David Stevenson, 26/06/2019

“95 percent of coin offerings are scams,” opens Olinga Ta’eed, the only non-Chinese member of the ministry of commerce China e-commerce blockchain committee. Not the best start to a debate on technology that has long been heralded as the next step for the funds industry at this year’s Fund Forum in Copenhagen.

He added around 20 percent of cryptomoney around the world has been hacked so institutions should be very cautious. However, China is the leader in blockchain technology, with more assets using the distributed ledger technology then the rest of the world put together. Mr Ta’eed says this is out of necessity for a country with such a large population and mentioned it was not an attack on the dollar’s position as the top currency in the world with his tongue in cheek.
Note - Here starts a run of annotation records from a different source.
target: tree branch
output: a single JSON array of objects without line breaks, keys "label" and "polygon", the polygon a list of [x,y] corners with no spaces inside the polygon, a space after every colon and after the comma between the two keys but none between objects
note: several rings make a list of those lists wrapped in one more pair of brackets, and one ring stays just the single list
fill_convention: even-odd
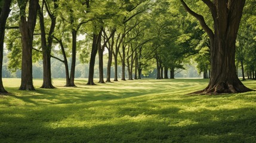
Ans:
[{"label": "tree branch", "polygon": [[203,17],[201,15],[199,15],[196,13],[195,13],[193,11],[192,11],[184,2],[183,0],[180,0],[181,2],[182,5],[183,5],[185,10],[190,13],[191,15],[192,15],[193,17],[196,18],[199,21],[200,24],[202,26],[202,28],[207,33],[207,35],[208,35],[209,38],[211,39],[214,39],[214,34],[212,32],[212,30],[209,27],[209,26],[206,24],[205,23],[205,21],[203,18]]},{"label": "tree branch", "polygon": [[[36,49],[36,48],[32,48],[32,49],[33,49],[33,50],[35,50],[35,51],[37,51],[37,52],[42,52],[42,51],[40,51],[40,50],[39,50],[39,49]],[[55,58],[55,59],[57,59],[57,60],[59,60],[60,61],[61,61],[61,62],[62,62],[62,63],[64,63],[64,60],[61,60],[60,58],[57,58],[57,57],[55,57],[55,56],[53,56],[53,55],[51,55],[51,57],[52,57],[52,58]]]},{"label": "tree branch", "polygon": [[211,1],[211,0],[202,0],[202,1],[207,5],[209,8],[211,10],[211,13],[212,14],[212,18],[214,19],[217,17],[217,10],[216,7],[214,5],[214,4]]}]

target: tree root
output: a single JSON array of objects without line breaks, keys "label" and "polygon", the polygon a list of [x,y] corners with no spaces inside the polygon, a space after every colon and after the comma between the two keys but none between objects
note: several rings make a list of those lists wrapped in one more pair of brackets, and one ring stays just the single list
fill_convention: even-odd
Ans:
[{"label": "tree root", "polygon": [[230,84],[227,82],[220,82],[214,86],[208,85],[205,89],[196,91],[189,95],[218,95],[223,94],[242,93],[254,90],[245,87],[243,85]]}]

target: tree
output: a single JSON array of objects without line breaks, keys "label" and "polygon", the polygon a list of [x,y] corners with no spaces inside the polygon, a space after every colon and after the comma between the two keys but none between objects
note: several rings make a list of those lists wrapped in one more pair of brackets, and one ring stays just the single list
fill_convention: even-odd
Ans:
[{"label": "tree", "polygon": [[[56,10],[58,7],[56,0],[53,0],[54,4],[54,10]],[[40,23],[40,30],[41,35],[41,46],[42,49],[43,55],[43,67],[44,67],[44,77],[42,88],[54,88],[51,81],[51,51],[53,45],[53,32],[56,25],[56,16],[51,9],[48,7],[49,4],[47,4],[45,0],[42,1],[42,8],[39,10],[39,17]],[[47,39],[45,33],[45,26],[44,17],[44,7],[45,6],[47,14],[51,18],[51,26],[50,27],[49,33]],[[40,5],[38,5],[40,10]]]},{"label": "tree", "polygon": [[245,0],[203,0],[212,15],[214,32],[203,17],[180,0],[186,10],[196,17],[207,33],[211,43],[211,75],[208,86],[197,94],[237,93],[251,91],[238,79],[235,67],[235,43]]},{"label": "tree", "polygon": [[26,7],[28,0],[18,1],[20,17],[20,30],[22,41],[21,83],[20,90],[35,90],[32,77],[32,49],[38,1],[29,0],[27,18],[26,15]]},{"label": "tree", "polygon": [[[2,2],[2,1],[1,1]],[[0,93],[6,93],[2,80],[2,60],[4,57],[4,40],[5,37],[6,20],[9,15],[11,0],[4,1],[4,4],[0,5]],[[0,3],[0,4],[1,4]]]}]

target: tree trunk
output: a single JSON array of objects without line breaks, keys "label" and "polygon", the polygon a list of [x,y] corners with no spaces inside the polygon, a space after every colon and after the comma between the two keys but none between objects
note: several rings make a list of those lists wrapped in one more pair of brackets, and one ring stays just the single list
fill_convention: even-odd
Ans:
[{"label": "tree trunk", "polygon": [[105,83],[104,82],[104,73],[103,73],[103,51],[104,47],[98,46],[98,72],[99,72],[99,81],[98,83]]},{"label": "tree trunk", "polygon": [[116,54],[116,55],[114,56],[114,60],[115,60],[115,78],[114,81],[117,82],[118,81],[118,54]]},{"label": "tree trunk", "polygon": [[168,69],[166,67],[164,70],[164,79],[168,79]]},{"label": "tree trunk", "polygon": [[242,75],[243,76],[242,80],[245,80],[245,72],[244,72],[244,69],[243,69],[243,60],[240,60],[240,62],[241,63]]},{"label": "tree trunk", "polygon": [[161,63],[160,63],[160,79],[164,79],[164,67]]},{"label": "tree trunk", "polygon": [[214,33],[203,17],[192,11],[180,0],[185,9],[195,17],[206,31],[211,43],[211,75],[208,86],[196,94],[237,93],[251,91],[236,74],[235,42],[245,0],[203,0],[214,21]]},{"label": "tree trunk", "polygon": [[[113,52],[113,54],[114,55],[114,59],[115,59],[115,79],[114,81],[118,81],[118,52],[119,52],[119,48],[121,43],[122,42],[123,39],[125,37],[125,35],[122,34],[122,36],[121,36],[121,33],[118,34],[118,38],[116,39],[116,49],[115,49],[115,52]],[[120,39],[120,42],[118,43],[118,41]]]},{"label": "tree trunk", "polygon": [[109,60],[107,61],[107,80],[106,82],[110,82],[111,77],[111,66],[112,64],[112,59],[113,59],[113,50],[114,49],[114,38],[115,33],[113,35],[111,41],[110,47],[109,48]]},{"label": "tree trunk", "polygon": [[77,31],[75,29],[72,29],[72,57],[69,86],[76,86],[75,85],[75,72],[76,60],[76,33]]},{"label": "tree trunk", "polygon": [[95,85],[93,81],[93,76],[94,76],[95,58],[97,55],[98,46],[101,46],[100,43],[101,39],[101,30],[100,31],[98,34],[93,34],[92,46],[91,48],[91,58],[90,60],[89,75],[87,85]]},{"label": "tree trunk", "polygon": [[20,30],[22,42],[21,83],[19,89],[35,90],[32,77],[32,48],[38,0],[29,1],[27,21],[24,14],[27,2],[18,2],[20,11]]},{"label": "tree trunk", "polygon": [[140,60],[142,58],[141,48],[140,48],[138,54],[139,55],[138,58],[140,60],[138,60],[138,79],[141,79],[142,68],[141,68],[141,62],[140,61]]},{"label": "tree trunk", "polygon": [[122,80],[126,80],[125,79],[125,46],[124,43],[122,45],[122,53],[123,59],[122,60]]},{"label": "tree trunk", "polygon": [[11,0],[5,0],[2,9],[0,8],[0,93],[7,93],[4,89],[2,79],[2,60],[4,57],[4,40],[6,20],[11,11]]},{"label": "tree trunk", "polygon": [[171,67],[170,70],[170,79],[174,79],[174,68]]},{"label": "tree trunk", "polygon": [[158,60],[158,57],[157,55],[156,55],[156,69],[157,69],[157,74],[156,74],[156,79],[160,79],[160,64],[159,61]]},{"label": "tree trunk", "polygon": [[[43,2],[44,5],[44,2]],[[43,7],[43,6],[42,6]],[[40,10],[40,5],[38,4],[38,9]],[[53,29],[55,27],[55,21],[52,20],[51,24],[51,30],[48,38],[48,44],[47,43],[45,27],[44,26],[44,14],[42,13],[43,10],[39,10],[39,17],[40,23],[40,30],[41,32],[41,46],[42,49],[43,55],[43,83],[41,88],[54,88],[51,82],[51,50],[53,38],[51,33],[53,33]]]},{"label": "tree trunk", "polygon": [[109,50],[109,60],[107,61],[107,80],[106,82],[110,82],[110,76],[111,76],[111,66],[112,64],[112,50]]},{"label": "tree trunk", "polygon": [[64,61],[62,62],[65,65],[65,72],[66,72],[66,85],[65,86],[70,86],[70,83],[69,80],[69,65],[67,64],[67,56],[66,55],[65,49],[64,49],[64,46],[61,40],[58,42],[60,43],[60,47],[61,49],[62,55],[63,55]]},{"label": "tree trunk", "polygon": [[137,53],[137,49],[135,51],[135,71],[134,71],[134,79],[138,79],[137,70],[138,70],[138,54]]}]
“Blockchain is still in it’s infancy,” says Mr Ta’eed, it can only handle a few transactions per second which put its way behind existing payment systems. He seems hopeful for the long heralded next step in currency transaction technology by saying that blockchain in five years will be unrecognisable from where it is today.

Neil Ward CEO of Kneip, a leading fund data processing company, brought a degree of scepticism which appeared well founded. He said that he was at a Blockchain conference in Berlin three years ago about what fund managers need to do. “In reality the technology has great upside potential in theory but relies on scale and take-up at a mass market level,”.

He went on to outline that his company has first of all to provide their clients with certainty, security and transparency. Therefore blockchain is not the main priority for the business, it’s to provide unity of data. He said that the main priority is that technological advances have to be at the pace their clients can take it and which will benefit their business. He added that blockchain technology seems quite ‘a bit far off’ at the current time. A point perhaps underlined by the degree of manual processes still involved in fund data processing.

The discussion than took a slight tangent with Mr Ta’eed saying that Blockchain can be used for non-financial assets including hope and love. Amazingly there is actually a programme in China where people are rewarded for good behaviour using the technology and punished for infringements. This may sound like a script from Black Mirror, Charlie Brooker’s menacing insight into human behaviour but is actually in practice today.

For the funds industry, one participant in the debate viewed the technology as more of a business decision. Until as Mr Ward said, clients are willing to trust what is still a nascent technology despite having been around for a number of years, the funds industry seems a way off embracing it to transact and report.